I remember reading a beautiful poem in a UP Quill portfolio about the Devil ruminating at a funeral (or the cemetery? I have bad memory), saying that it wasn’t him who told people to put that crown of thorns on His head, to nail Him to the cross. That what the people did was worse than what he could ever have imagined.

Horns is about that, too.

book reviews

I want to get my reading groove back, so right now I’m re-reading Donna Tartt’s sumptious The Secret History and reading Let the Right One In by Swedish author John Ajvide Lindqvist.
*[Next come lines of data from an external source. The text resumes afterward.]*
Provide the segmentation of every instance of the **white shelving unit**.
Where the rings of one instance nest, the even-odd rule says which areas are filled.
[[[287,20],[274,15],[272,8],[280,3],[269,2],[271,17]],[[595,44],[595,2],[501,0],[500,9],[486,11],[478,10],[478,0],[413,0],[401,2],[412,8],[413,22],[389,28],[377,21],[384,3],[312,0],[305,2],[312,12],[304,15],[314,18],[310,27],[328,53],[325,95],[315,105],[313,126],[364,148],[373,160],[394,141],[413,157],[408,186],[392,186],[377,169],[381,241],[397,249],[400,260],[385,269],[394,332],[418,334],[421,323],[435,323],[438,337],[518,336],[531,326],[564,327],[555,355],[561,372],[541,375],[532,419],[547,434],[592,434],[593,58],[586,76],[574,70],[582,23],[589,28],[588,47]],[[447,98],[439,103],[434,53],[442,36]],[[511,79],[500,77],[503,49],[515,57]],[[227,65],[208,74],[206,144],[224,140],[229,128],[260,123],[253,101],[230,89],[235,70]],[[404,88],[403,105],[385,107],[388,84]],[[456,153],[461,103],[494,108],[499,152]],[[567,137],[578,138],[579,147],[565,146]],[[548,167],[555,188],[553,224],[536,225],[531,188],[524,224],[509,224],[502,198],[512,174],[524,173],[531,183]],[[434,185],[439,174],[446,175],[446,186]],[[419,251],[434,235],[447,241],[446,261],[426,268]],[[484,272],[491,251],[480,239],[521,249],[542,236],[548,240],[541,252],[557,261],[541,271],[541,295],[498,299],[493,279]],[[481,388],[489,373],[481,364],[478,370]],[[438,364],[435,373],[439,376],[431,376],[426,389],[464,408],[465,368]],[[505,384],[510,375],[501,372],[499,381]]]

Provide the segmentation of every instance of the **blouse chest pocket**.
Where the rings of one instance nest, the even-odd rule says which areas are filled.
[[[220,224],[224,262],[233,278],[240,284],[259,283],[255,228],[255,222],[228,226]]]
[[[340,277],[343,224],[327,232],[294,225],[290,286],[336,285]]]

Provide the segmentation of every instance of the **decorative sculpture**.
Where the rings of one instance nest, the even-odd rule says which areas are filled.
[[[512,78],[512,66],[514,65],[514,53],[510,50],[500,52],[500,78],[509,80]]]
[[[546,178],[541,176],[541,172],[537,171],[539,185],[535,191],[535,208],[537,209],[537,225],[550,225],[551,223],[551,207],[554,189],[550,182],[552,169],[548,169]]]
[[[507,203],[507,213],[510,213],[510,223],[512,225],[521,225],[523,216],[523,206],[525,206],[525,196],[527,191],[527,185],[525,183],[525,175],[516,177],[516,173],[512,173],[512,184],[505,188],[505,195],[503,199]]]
Here are some short thoughts on books I’ve finished. What are you reading?

Pretty Monsters

Kelly Link writes surreal stories. Reading one is like stepping into a dream. And like dreams, her narratives usually meander and don’t concern themselves with closures and resolutions. Not necessarily a bad thing. My favorites in this collection: “The Faery Handbag“, “Magic for Beginners”, and “The Specialist’s Hat”.

Dream Hunters

A Sandman-style retelling of a Japanese folk tale about a monk and a fox-spirit. Neil Gaiman writes in simple words that are amplified by Yoshitaka Amano’s beautiful illustrations.

Zsazsa Zaturnnah sa Kalakhang Maynila (Blg. 1)

Bonggang-bongga itey! I got this as a compli copy from Ms Nida of VISPRINT. If you enjoyed the first collection of Zsazsa’s adventures, you’ll enjoy this one.

American Short Story Masterpieces

I found this in a secondhand bookstore. Happy I picked this up. So many good stories! My favorites are “The Amish Farmer” by Vance Bourjaily, “Sonny’s Blues” by James Baldwin, Ursula K. Le Guin’s “Ile Forest”, “The Story of A Scar” by James Alan Macpherson, Philip Roth’s “The Conversion of Jews”, John Updike’s “The Christian Roommates”, and Andre Dubus’s “The Fat Girl”.